In a setback to Amazon, an Indian tribunal has allowed the oil-to-telecom conglomerate Reliance Group to seek shareholders’ nod to acquire Future Group’s businesses.
The National Company Law Tribunal on Monday allowed Reliance Retail Ventures Ltd and Reliance Retail & Fashion Lifestyles Ltd to hold extraordinary general meetings of their shareholders and creditors for the acquisition of Future Group’s businesses. The tribunal said the objections raised by the American e-commerce giant were premature and can be dealt with at a later stage.
Reliance Retail had earlier approached the tribunal for permission to seek creditors’ nod for reorganizing companies in lieu of the proposed Future-Retail deal. On September 28, the tribunal had allowed Future Group units to hold the meetings of their respective shareholders and creditors.
However, the tribunal’s permission to hold the meeting is only a preparatory step.

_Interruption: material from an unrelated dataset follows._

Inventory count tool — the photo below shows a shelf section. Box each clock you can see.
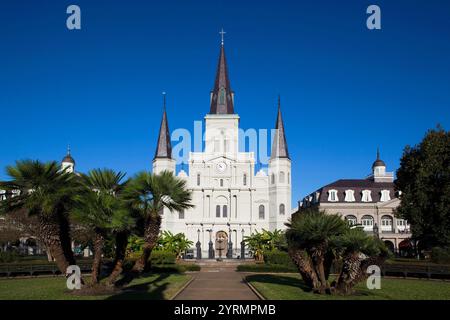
[216,162,227,173]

Its final clearance to the deal will be subject to the Supreme Court’s order where both Future Group and Amazon are litigating.

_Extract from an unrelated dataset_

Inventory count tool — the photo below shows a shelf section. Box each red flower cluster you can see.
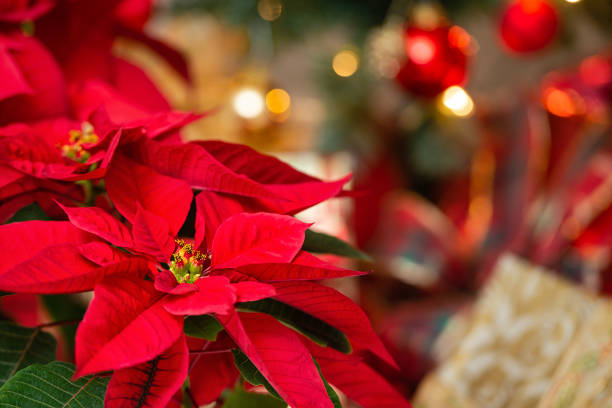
[0,0,409,408]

Future Retail had in August last year entered into a 250-billion rupee (US$3.4 billion) deal with Reliance to sell its supermarket chain Big Bazaar; premium food supply unit Foodhall; and fashion and clothes supermart Brand Factory’s retail and wholesale units.
Amazon had then approached the Singapore International Arbitration Center alleging that this deal has breached the agreement it had entered into with Future Group in 2019. The US firm had acquired a 49% stake in Future Coupons and by virtue of it obtained a small stake in Future Retail. This gave Amazon the first right of refusal during a stake sale. There is also a non-compete clause that prevents Future Group from approaching Amazon’s competitors.
The Singapore court had on October 25 ordered a stay and told Future Group not to proceed with the sale and to await the outcome of the arbitration process. The Indian Supreme Court has also asked both parties to wait for the final order from the Singapore court.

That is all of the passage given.